The miner performs deterministic matrix multiplications on GPU and produces a robust digest per loop.

3

Core Compute Flow — Merkle Commitment

Each digest is committed as a Merkle leaf:

leaf = H("LEAFv1" || seed || loop_index || robust_digest)

All leaves form a Merkle tree, yielding the final merkle_root.

4

Core Compute Flow — Proof Submission

The miner submits:

{
  "seed": "...",
  "merkle_root": "...",
  "loops": N,
  "compute_time": T,
  "merkle_levels": [...]
}
5

Core Compute Flow — Server Verification

The server randomly samples k loop indices, recomputes those digests using the original seed, reconstructs their Merkle proofs, and checks for consistency with the reported merkle_root. Any mismatch invalidates the proof.


Security Architecture

Layer
Purpose
Status

Server-issued seed

Prevents precomputation and replay

Per-loop seed binding

Enforces unique digest per loop (seed:i)

Merkle tree commitment

Detects any tampering or partial work

Random audit sampling

Enables low-cost probabilistic verification

Nuitka-compiled miner (.pyd)

Obfuscates logic and embedded secrets

App signing key

Authenticates official miner builds

GPU hardware binding

Associates proofs with a specific GPU UUID


Security Achievements

Threat
Mitigation

Fake GPU work

Merkle commitment + seed audit verification

Replay / reuse attacks

Unique server-issued seed per challenge

Digest manipulation

Merkle root verification

Binary modification

.pyd self-hash and signing key check

Binary cloning

GPU UUID + app key pairing

Offline forgery

Unpredictable seed generation by server


Miner Identity & Authenticity

  • Binary Hash Each miner self-hashes its .pyd binary using SHA-256 and sends the result to the server. The server maintains a whitelist of valid build hashes.

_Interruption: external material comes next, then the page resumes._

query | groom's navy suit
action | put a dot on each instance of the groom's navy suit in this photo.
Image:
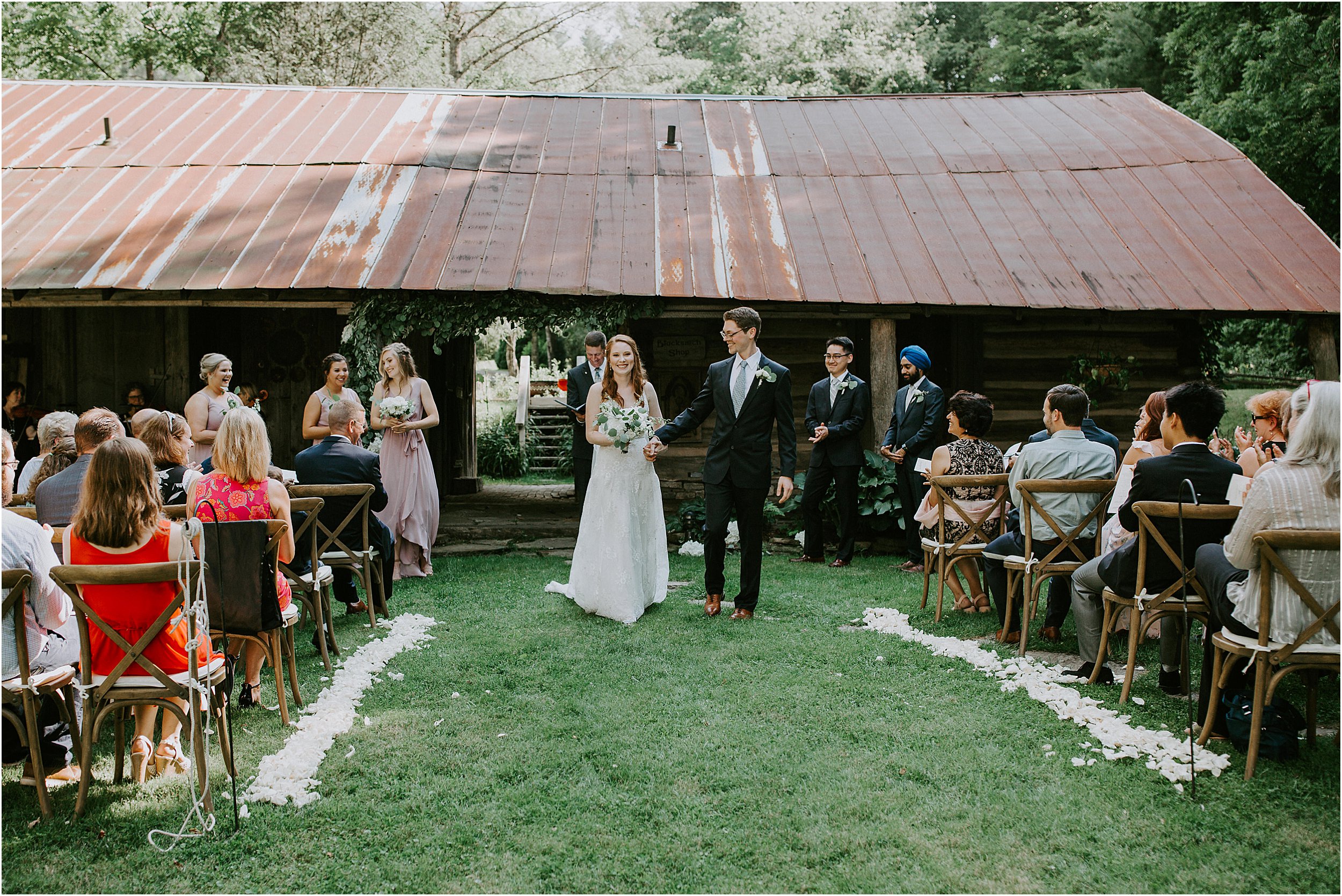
(736, 471)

  • Application Private Key A private signing key is embedded within the compiled binary (protected and obfuscated). The miner signs (seed + merkle_root + gpu_uuid) before submission.

  • Server Verification The server verifies the signature using the corresponding public key, confirming that the proof originated from an official build and a registered GPU.


Final Notes

  • The miner’s deterministic path (seed → matmul → digest → Merkle) ensures all verifications are reproducible.

  • TF32 enforcement is removed as it’s not security-critical.

  • The compiled .pyd binaries act as authenticated, tamper-resistant clients.

  • Cloning the binary is ineffective since each proof is tied to both the GPU identity and the server-issued challenge.